The US EPA endorsed the four-year effort in December and gave states 60 days to decide if they wanted to participate. New York, Massachusetts, Maine and Vermont have declined to sign on to the program, referred to as NLEV. "We believe the action of these four states should not preclude the benefits of the National LEV for the rest of the people," said Dennis Minano, a GM vice president and its chief environmental officer. Ford and Chrysler also issued statements reaffirming their participation in the plan.
In Washington, the Clinton administration welcomed the news and said it underscored the fact that business and government could work together to achieve environmental goals. Vice President Al Gore called the automakers' announcement "an important step to curb smog and protect public health."

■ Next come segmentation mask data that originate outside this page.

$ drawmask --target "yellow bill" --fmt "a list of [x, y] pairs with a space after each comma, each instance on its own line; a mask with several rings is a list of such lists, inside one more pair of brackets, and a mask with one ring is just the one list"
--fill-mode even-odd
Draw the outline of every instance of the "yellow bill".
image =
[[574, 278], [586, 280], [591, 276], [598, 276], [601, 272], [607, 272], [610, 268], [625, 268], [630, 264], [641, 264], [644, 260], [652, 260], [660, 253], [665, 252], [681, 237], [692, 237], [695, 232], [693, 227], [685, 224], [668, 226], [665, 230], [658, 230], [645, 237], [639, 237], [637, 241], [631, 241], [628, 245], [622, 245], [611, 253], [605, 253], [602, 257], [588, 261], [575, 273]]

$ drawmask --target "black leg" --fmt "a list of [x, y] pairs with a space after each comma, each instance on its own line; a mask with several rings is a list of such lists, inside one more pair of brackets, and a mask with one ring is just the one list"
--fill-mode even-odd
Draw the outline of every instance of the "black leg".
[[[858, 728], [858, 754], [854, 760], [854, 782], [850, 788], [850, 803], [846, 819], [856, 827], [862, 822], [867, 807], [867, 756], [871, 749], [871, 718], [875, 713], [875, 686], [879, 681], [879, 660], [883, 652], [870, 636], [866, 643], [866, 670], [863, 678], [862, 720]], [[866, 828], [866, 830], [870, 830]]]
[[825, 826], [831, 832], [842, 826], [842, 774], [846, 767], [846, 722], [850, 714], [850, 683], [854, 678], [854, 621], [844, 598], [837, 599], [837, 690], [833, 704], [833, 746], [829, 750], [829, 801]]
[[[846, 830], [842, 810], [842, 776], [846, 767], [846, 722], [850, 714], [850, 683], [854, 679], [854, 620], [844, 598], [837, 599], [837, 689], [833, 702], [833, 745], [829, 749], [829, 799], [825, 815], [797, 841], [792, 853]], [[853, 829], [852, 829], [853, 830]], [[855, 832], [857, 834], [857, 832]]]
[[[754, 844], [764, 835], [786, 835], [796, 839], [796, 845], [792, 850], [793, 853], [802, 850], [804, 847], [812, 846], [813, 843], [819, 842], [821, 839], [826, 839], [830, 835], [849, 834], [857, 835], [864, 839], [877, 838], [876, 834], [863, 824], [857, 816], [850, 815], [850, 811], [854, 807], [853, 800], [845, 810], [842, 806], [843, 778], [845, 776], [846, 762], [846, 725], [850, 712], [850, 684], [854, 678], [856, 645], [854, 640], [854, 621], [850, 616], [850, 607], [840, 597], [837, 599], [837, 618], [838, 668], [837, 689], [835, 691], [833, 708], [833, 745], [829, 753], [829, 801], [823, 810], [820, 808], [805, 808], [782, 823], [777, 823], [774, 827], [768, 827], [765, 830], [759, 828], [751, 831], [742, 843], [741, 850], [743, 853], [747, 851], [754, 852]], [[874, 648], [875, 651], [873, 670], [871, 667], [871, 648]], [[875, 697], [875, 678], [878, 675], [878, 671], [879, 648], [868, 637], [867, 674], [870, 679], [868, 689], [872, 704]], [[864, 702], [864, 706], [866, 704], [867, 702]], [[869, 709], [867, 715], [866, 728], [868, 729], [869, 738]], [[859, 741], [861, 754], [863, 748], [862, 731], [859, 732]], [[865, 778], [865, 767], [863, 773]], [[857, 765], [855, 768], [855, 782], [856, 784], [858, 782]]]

Under the plan, vehicles that meet NLEV standards would eliminate 99% of the pollution emitted by pre-regulation cars of the 1970s. Vehicles today already eliminate about 97% of those pollutants. However, the plan does not reduce emissions of carbon dioxide, which are believed to contribute to global warming. Those reductions would only be achieved by more fuel efficient engines.
Automakers still plan to extend the NLEV program to the rest of the country in the 2001 model year. The vehicles are made cleaner through new exhaust catalysts and engine control electronics.
Ford automotive operations President Jacques Nasser declined to say Wednesday how much it will cost to add the additional equipment. Ford announced in January that all of its 1999 sport/utility vehicles and minivans will meet what the industry calls low-emission vehicle standards.